Ираида Павловна привычно закусила водку загодя развернутой карамелькой. Воспользовавшись тем, что внимание родителей отвлечено, Люся быстро опустошила свой стакан. Закашлялась для натуральности, хотя Юрка точно знал — от таких доз Люся даже не морщится. Маленький Коленька увлеченно булькал чаем, размачивая овсяное печенье прямо в крышке от термоса. Кашин еще секунду помешкал — водку он не любил, предпочитая ей светлое пиво, — но, не желая обижать семейство, решил поддержать традицию.
— Земля пухом…
Запрокинув голову, Юрка попытался протолкнуть водку прямо в пищевод, минуя вкусовые рецепторы. Да так и замер, нелепо оттопырив локоть, прижав к губам безвкусный прозрачный пластик, почти не чувствуя, как по внутренностям разливается обжигающее тепло.
Над ними кружил ворон. Угольно-черный, ширококрылый, без видимых усилий подстраиваясь под потоки ветра, он бесшумно нарезал воздух геометрически правильными кругами, четко над могилой бабушки Лехтинен. Но вовсе не это заставило Кашина застыть в позе пионера-горниста. А то, что опускаясь все ниже и ниже, птица увеличивалась в размерах. Становилась не просто большой, а какой-то непозволительно громадной.
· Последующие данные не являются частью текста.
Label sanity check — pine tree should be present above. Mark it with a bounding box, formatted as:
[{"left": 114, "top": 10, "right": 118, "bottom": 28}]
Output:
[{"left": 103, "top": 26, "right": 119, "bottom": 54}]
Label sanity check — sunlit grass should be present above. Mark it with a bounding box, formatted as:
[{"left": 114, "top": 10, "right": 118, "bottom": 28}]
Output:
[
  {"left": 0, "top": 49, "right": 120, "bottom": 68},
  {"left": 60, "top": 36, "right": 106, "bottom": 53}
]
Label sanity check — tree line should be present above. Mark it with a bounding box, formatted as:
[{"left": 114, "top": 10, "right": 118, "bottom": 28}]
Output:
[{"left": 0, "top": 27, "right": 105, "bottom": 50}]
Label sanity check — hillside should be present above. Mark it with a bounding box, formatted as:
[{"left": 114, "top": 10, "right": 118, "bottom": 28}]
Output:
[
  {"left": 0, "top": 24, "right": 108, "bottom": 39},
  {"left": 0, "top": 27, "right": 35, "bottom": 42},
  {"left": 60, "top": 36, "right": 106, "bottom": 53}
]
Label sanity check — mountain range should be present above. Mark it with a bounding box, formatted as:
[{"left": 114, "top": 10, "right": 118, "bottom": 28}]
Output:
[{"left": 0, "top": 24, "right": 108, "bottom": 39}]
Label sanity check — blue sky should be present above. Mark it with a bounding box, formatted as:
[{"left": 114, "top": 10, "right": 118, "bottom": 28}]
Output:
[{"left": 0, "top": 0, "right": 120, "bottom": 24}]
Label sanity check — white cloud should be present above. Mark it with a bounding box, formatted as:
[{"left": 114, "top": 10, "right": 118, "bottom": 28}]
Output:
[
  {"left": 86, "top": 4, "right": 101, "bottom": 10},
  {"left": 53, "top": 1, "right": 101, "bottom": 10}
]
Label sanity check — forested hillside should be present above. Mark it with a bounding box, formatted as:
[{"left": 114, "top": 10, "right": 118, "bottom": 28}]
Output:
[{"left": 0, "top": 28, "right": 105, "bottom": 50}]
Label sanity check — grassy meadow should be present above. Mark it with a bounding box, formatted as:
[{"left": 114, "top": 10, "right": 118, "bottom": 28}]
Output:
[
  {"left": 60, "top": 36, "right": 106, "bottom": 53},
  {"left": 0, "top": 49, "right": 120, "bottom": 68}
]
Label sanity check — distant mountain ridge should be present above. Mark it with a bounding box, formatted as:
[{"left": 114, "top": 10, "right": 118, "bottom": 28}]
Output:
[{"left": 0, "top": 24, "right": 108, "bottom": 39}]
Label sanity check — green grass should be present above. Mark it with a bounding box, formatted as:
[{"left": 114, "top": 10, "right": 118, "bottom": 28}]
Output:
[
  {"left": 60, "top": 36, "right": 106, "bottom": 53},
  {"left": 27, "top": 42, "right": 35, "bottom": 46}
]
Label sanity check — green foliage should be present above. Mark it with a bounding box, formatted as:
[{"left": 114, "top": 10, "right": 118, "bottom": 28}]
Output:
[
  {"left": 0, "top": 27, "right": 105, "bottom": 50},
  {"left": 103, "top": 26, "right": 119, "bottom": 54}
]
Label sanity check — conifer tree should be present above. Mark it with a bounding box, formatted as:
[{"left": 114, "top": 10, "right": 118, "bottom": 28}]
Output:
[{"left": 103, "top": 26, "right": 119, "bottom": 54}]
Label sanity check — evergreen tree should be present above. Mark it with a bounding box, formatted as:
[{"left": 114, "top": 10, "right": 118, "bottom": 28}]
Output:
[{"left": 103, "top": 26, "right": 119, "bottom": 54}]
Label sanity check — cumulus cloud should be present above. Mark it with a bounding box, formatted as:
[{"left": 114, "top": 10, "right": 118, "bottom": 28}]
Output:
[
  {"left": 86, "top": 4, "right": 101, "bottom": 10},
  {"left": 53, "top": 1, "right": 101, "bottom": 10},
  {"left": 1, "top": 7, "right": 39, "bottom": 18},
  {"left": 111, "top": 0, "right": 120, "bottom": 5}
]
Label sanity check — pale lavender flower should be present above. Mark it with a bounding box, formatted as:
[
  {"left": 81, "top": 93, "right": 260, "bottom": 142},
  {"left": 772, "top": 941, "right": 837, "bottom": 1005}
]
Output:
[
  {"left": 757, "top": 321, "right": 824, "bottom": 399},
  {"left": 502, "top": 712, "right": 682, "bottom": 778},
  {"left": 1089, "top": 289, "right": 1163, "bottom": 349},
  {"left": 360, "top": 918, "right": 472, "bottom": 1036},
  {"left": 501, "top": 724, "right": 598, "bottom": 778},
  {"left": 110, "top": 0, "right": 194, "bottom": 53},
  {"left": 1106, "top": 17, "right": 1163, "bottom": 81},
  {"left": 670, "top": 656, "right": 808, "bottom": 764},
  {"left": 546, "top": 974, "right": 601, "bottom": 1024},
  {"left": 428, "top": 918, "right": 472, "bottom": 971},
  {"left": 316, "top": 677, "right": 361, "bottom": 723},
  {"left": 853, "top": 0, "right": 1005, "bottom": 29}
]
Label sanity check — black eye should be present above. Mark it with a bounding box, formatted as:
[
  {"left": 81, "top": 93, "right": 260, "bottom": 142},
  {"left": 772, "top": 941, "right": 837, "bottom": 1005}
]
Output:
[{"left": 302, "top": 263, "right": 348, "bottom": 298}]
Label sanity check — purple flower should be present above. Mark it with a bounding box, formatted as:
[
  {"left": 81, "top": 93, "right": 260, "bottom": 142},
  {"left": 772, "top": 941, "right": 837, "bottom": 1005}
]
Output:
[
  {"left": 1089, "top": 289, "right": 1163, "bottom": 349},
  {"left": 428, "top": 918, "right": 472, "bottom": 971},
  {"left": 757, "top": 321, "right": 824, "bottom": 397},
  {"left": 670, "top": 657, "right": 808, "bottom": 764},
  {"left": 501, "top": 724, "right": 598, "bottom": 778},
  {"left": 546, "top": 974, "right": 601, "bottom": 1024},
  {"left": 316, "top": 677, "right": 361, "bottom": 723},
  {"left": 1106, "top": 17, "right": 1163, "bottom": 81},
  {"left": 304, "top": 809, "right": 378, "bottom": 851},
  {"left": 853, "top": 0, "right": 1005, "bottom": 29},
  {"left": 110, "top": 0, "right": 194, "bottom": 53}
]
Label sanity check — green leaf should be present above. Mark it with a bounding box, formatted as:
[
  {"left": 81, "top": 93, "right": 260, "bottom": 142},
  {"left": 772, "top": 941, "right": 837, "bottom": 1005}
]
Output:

Тряхнув головой, Кашин наконец-то сбросил оцепенение. Недоверчиво вгляделся в смятый стаканчик в своей ладони и осторожно, как если бы тот был начинен чем-то взрывоопасным, положил его на краешек стола. В освободившуюся руку тут же улегся бутерброд с колбасой, заботливо подсунутый Ираидой Павловной.